Member of the Texas Senate from the 29th district
- In office January 9, 1973 – January 8, 1991
- Preceded by: Joe Christie
- Succeeded by: Peggy Rosson

Member of the Texas House of Representatives from district 67-1
- In office January 10, 1967 – January 9, 1973
- Preceded by: District created
- Succeeded by: District abolished

Personal details
- Born: Humberto Tati Santiesteban November 3, 1934 El Paso, Texas, U.S.
- Died: October 29, 2020 (aged 85) El Paso, Texas, U.S.
- Party: Democratic

= H. Tati Santiesteban =

American Democratic politician (1934–2020)

Humberto Tati Santiesteban (November 3, 1934 – October 29, 2020) was an American politician from Texas.

==Early life and education==
Santiesteban was born in El Paso, Texas, and went to New Mexico Military Institute.
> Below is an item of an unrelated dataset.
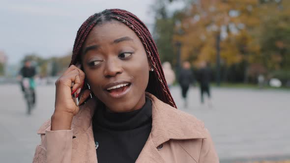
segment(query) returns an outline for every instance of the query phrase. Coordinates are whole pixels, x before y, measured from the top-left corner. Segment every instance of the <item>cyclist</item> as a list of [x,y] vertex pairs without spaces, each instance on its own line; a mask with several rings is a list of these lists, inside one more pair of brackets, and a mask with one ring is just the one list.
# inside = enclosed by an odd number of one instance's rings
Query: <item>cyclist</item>
[[24,78],[29,79],[29,84],[30,88],[32,91],[32,104],[33,106],[35,104],[35,82],[34,77],[36,74],[35,68],[31,65],[31,61],[29,59],[25,60],[24,66],[20,69],[19,71],[18,79],[20,81],[20,85],[21,89],[24,93],[25,88],[23,85],[23,79]]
He served in the United States Army and was commissioned a first lieutenant. He attended the University of Texas School of Law.

==Career==
Santiesteban practiced law in El Paso. He served in the Texas House of Representatives from district 67-1 from 1967 to 1973 and in the Texas Senate from the 29th district from 1973 to 1991, when he was defeated in the Democratic primary in a bid for reelection to an additional term.

==Death==
Santiesteban died from COVID-19 in El Paso, on October 29, 2020, at age 85, during the COVID-19 pandemic in Texas.